O que eu mais gosto nesta crônica de Vinícius que
posto aos meus leitores é seu último parágrafo.
É nele que o poeta explicita os fundamentos da sua lírica amorosa, que
resplandece em versos como “e se não tivesse o amor melhor era tudo se acabar”
ou na síntese do “Samba do Veloso”: “O tempo de amor/é tempo de dor/o tempo de
paz/não faz nem desfaz.”
DA SOLIDÃO
Sequioso de escrever um poema que exprimisse a maior
dor do mundo, Poe chegou, por exclusão, à ideia da morte da mulher amada.

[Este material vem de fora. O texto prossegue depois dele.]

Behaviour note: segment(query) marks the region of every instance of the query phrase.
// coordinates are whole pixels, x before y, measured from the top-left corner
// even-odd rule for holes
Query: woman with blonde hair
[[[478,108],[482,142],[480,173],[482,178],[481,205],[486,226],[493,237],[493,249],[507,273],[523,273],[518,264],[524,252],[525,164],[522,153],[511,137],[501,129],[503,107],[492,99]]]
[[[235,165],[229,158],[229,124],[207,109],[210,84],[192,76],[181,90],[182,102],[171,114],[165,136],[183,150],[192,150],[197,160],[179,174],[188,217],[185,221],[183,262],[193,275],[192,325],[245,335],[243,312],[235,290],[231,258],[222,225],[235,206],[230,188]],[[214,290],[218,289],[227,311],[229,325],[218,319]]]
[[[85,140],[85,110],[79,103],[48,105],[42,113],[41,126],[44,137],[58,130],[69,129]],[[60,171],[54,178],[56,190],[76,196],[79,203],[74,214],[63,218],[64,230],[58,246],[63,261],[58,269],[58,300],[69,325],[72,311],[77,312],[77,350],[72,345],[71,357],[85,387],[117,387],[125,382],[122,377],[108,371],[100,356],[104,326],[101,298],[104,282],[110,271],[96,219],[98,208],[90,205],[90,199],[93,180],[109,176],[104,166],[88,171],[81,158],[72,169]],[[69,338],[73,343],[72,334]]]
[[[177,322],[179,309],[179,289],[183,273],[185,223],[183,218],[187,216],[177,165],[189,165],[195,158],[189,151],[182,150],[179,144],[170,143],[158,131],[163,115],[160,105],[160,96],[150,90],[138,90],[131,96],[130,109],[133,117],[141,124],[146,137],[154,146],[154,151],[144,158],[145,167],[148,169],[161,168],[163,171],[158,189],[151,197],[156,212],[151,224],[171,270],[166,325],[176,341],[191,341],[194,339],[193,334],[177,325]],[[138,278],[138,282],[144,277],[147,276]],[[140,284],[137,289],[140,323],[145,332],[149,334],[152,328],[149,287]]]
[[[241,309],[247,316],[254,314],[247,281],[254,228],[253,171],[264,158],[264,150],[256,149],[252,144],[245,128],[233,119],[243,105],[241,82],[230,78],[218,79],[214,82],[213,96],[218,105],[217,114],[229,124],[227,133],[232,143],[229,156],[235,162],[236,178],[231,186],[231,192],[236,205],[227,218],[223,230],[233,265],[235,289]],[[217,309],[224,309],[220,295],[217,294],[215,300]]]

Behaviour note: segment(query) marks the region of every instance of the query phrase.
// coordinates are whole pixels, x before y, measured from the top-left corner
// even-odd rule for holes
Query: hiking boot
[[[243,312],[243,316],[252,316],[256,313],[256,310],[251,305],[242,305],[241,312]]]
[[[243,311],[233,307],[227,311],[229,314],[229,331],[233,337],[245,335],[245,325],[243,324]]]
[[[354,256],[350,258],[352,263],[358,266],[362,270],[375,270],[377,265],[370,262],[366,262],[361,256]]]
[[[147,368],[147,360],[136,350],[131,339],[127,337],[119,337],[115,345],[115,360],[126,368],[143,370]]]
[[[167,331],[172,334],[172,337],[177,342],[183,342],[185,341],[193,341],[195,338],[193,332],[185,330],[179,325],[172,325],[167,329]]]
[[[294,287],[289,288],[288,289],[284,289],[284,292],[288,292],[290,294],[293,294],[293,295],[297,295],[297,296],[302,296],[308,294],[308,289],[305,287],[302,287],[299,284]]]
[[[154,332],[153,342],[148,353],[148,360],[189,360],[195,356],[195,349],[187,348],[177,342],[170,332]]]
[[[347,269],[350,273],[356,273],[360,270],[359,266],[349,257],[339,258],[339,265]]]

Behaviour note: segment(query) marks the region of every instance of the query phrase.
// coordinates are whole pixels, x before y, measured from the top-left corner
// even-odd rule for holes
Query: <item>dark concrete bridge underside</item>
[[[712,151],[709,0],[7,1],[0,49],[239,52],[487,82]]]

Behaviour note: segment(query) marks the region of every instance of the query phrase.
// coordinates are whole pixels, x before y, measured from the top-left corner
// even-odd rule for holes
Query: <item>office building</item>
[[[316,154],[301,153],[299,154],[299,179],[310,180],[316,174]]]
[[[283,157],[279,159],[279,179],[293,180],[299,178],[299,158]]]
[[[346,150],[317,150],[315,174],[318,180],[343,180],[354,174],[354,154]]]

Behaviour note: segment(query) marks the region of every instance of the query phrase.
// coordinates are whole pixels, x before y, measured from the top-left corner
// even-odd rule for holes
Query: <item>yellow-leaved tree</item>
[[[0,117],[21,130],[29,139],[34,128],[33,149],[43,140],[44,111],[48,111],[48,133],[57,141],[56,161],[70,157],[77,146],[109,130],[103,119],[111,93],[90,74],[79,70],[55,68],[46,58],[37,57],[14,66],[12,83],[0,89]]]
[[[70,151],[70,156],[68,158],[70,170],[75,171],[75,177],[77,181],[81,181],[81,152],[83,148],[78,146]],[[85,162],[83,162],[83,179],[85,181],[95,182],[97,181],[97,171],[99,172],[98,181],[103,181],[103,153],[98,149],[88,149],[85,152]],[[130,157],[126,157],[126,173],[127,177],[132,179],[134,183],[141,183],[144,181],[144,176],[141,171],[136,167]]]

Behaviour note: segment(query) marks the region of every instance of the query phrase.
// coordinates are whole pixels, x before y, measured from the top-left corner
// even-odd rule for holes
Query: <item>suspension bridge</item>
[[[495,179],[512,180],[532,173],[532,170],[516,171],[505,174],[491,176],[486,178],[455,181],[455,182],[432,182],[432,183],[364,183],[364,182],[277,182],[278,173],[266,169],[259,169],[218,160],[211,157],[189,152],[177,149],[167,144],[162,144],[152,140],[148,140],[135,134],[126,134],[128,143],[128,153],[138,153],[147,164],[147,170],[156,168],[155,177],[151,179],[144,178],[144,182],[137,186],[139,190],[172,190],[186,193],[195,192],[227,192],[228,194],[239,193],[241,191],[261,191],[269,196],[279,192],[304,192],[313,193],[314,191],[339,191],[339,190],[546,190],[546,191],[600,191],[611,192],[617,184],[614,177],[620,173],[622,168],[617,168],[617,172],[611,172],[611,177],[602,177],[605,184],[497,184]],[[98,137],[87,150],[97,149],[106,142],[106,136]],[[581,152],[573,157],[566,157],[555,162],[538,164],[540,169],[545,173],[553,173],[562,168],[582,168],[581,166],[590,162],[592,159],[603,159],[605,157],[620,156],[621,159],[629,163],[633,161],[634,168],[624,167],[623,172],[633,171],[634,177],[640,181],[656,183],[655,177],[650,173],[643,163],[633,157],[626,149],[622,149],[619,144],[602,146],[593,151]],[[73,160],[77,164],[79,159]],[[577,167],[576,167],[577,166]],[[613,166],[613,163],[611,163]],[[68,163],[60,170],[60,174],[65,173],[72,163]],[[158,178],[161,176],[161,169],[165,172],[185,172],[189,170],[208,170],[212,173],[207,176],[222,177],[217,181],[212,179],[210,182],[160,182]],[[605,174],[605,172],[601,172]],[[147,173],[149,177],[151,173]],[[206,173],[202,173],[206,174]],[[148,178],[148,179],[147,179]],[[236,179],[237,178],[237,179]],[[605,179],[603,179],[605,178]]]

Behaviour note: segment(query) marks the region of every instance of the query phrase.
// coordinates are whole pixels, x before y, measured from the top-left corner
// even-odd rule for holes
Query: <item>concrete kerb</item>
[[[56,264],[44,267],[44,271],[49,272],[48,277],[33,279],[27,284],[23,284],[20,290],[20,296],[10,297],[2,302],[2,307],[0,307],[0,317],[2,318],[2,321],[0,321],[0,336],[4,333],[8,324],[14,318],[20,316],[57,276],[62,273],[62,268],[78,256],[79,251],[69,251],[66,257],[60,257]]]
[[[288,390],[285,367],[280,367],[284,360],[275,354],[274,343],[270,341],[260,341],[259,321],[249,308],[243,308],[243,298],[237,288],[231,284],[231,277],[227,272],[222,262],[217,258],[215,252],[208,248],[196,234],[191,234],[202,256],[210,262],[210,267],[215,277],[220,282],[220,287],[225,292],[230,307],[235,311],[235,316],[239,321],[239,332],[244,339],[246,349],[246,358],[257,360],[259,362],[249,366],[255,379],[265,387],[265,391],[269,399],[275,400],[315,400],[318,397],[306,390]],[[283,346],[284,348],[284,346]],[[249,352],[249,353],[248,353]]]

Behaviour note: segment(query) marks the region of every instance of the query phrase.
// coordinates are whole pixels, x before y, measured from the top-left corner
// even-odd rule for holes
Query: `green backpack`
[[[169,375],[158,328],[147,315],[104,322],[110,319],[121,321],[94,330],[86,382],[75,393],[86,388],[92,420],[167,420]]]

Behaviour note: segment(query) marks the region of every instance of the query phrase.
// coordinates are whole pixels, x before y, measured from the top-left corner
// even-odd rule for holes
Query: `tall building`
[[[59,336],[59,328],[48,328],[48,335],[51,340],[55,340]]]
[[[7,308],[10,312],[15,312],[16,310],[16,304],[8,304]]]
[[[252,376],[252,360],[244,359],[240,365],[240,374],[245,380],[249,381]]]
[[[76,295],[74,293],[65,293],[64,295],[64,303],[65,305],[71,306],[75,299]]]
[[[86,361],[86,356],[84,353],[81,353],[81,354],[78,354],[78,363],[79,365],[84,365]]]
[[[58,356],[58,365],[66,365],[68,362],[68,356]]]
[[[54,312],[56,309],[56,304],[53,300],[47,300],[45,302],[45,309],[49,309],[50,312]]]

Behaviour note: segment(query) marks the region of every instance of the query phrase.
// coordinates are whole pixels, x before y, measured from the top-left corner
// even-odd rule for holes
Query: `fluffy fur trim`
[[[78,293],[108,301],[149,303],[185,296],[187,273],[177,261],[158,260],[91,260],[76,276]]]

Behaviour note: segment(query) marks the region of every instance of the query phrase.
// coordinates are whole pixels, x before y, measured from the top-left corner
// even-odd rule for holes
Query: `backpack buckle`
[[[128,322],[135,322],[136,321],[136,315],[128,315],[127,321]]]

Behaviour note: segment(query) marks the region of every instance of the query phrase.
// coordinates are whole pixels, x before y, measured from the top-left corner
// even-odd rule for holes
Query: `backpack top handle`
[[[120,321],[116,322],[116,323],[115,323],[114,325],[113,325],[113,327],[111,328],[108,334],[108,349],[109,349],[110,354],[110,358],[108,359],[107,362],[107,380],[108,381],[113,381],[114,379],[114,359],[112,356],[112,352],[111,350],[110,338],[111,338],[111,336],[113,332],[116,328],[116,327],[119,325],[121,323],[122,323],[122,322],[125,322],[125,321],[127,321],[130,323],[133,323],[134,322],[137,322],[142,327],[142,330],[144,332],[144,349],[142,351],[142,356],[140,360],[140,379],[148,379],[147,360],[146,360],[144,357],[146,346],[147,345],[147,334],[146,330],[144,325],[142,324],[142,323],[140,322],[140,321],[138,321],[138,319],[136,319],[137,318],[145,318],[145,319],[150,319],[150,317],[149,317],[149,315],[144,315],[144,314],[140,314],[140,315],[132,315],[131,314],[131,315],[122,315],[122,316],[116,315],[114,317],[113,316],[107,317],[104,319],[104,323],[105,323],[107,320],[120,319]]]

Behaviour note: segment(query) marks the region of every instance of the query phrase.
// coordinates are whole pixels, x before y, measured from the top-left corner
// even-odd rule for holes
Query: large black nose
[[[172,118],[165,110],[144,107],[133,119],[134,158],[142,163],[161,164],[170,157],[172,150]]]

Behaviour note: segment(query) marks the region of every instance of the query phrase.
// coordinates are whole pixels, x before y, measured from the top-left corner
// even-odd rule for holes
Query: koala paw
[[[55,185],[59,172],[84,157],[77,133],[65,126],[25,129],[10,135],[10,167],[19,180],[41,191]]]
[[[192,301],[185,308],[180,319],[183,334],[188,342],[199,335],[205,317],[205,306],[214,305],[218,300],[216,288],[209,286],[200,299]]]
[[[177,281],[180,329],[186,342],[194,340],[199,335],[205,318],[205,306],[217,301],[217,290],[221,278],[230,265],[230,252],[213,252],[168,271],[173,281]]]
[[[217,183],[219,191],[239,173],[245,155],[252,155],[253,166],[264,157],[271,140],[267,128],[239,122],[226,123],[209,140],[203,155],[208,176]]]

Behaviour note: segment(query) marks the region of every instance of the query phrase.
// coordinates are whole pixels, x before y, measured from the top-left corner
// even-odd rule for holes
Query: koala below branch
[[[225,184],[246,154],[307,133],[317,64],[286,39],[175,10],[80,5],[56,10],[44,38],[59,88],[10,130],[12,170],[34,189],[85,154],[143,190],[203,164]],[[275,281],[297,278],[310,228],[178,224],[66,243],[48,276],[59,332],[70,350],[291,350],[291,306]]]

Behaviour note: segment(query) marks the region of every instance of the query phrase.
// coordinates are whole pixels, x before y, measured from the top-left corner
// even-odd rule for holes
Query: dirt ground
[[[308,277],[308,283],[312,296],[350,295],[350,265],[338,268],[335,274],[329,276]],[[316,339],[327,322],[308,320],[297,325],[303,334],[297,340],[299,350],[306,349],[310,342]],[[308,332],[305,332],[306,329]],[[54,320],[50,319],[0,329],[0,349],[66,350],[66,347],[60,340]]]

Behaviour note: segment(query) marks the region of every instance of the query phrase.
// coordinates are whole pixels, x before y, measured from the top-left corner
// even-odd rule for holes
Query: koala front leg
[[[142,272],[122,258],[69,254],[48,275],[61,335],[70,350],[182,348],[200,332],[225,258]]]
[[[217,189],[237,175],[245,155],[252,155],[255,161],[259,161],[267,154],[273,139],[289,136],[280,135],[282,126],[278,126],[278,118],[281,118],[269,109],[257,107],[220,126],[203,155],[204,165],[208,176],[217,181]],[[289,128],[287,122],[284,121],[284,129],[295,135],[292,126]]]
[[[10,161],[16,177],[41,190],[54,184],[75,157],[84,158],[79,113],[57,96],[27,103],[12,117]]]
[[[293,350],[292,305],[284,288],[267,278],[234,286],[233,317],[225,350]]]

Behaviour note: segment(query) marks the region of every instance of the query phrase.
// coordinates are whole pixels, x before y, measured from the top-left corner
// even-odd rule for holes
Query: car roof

Nada lhe pareceu mais definitivamente doloroso. Assim nasceu "O
corvo": o pássaro agoureiro a repetir ao homem sozinho em sua saudade a
pungente litania do " nunca mais".
Será esta a maior
das solidões? Realmente, o que pode existir de pior que a impossibilidade de
arrancar à morte o ser amado, que fez Orfeu descer aos infernos em busca de
Eurídice e acabou por lhe calar a lira mágica? Distante, separado,
prisioneiro, ainda pode aquele que ama alimentar sua paixão com o
sentimento de que o objeto amado está vivo. Morto este, só lhe restam dois
caminhos: o suicídio, físico ou moral, ou uma fé qualquer. E como tal fé
constitui uma possibilidade - que outra coisa é a Divina comédia para Dante
senão a morte de Beatriz? - cabe uma consideração também dolorosa: a
solidão que a morte da mulher amada deixa não é, porquanto absoluta, a maior
solidão.
Qual será maior então? Os grandes
momentos de solidão, a de Jó, a de Cristo no Horto, tinham a exaltá-la uma fé.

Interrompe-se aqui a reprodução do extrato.